The Middle Fork Outfitters Association (MFOA), a non-profit business trade organization representing all 26 Middle Fork outfitter whitewater rafting businesses, supports continued common sense efforts to preserve cultural resources along the Middle Fork of the Salmon River. However, MFOA remains concerned that the Historic Preservation Plan (HPP) for the Frank Church River of No Return Wilderness (FC-RONRW), now in its sixth draft, could lead to unnecessary campsite restrictions and reduction in use levels.
The Central Idaho Wilderness Act (CIWA) of 1980 created the largest forest wilderness in the lower 48 states, the FC-RONRW at 2.3 million acres. The CIWA stated that a cultural resource management program be developed. Cultural sites are located throughout the FC-RONRW, including 16 of the 95 assigned campsites and other locations in the Middle Fork corridor.
During the annual fall meeting of October 20, 2015, between the MFOA and the Middle Fork Ranger District of the Salmon-Challis National Forest (S-CNF), representatives of the Shoshone Bannock (ShoBan) Tribe stated that they were okay with continued use of 32 of the 95 campsites in the river corridor. Near the conclusion of this meeting, the S-CNF supervisor stated that use may have to be reduced. MFOA members felt blindsided by these messages, along with the presentation of the forest archeologist.
In December of 2015, the Middle Fork District Ranger of the S-CNF shared the Heritage Action Team (HAT) concept with MFOA members. The MFOA supports the development and implementation of a HAT within the HPP that in theory would focus on identifying mitigation efforts to preserve archeological and cultural amenities at specific Middle Fork campsites while maintaining existing campsite capacity and present use levels as identified in the 2003 FC-RONRW management plan.

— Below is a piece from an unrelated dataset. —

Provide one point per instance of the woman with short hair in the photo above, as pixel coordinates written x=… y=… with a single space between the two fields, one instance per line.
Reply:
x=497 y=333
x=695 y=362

According to Forest Service data, 90 percent of the 95 Middle Fork campsites have either improved or have remained in the same condition since 1994. Furthermore, none of the standards for campsite conditions listed in the 2003 FC-RONRW management plan have been exceeded.
Middle Fork outfitters generate federal use fees in excess of $230,000 annually. Another $235,000 in Recreation Enhancement Act fees are generated from Middle Fork users annually. Together these fees fund Middle Fork management projects while subsidizing other S-CNF recreation projects. MFOA continues to support the use of these funds to support the ShoBan Middle Fork interpretative program annually. This program along with outfitter and guide education efforts help users understand and preserve Middle Fork cultural amenities.
The Middle Fork of the Salmon River is an internationally known vacation destination for guided and self-guided users. It is an important rural economic driver for central Idaho towns like Stanley, Challis, Salmon and others. The resource is well managed and caring users utilize pack-it-in, pack-it-out methods, some of which have been developed and perfected by Idahoans.
Middle Fork outfitters and guides are committed to working with any and all parties to preserve the Middle Fork resources while maintaining present campsite capacity and use levels.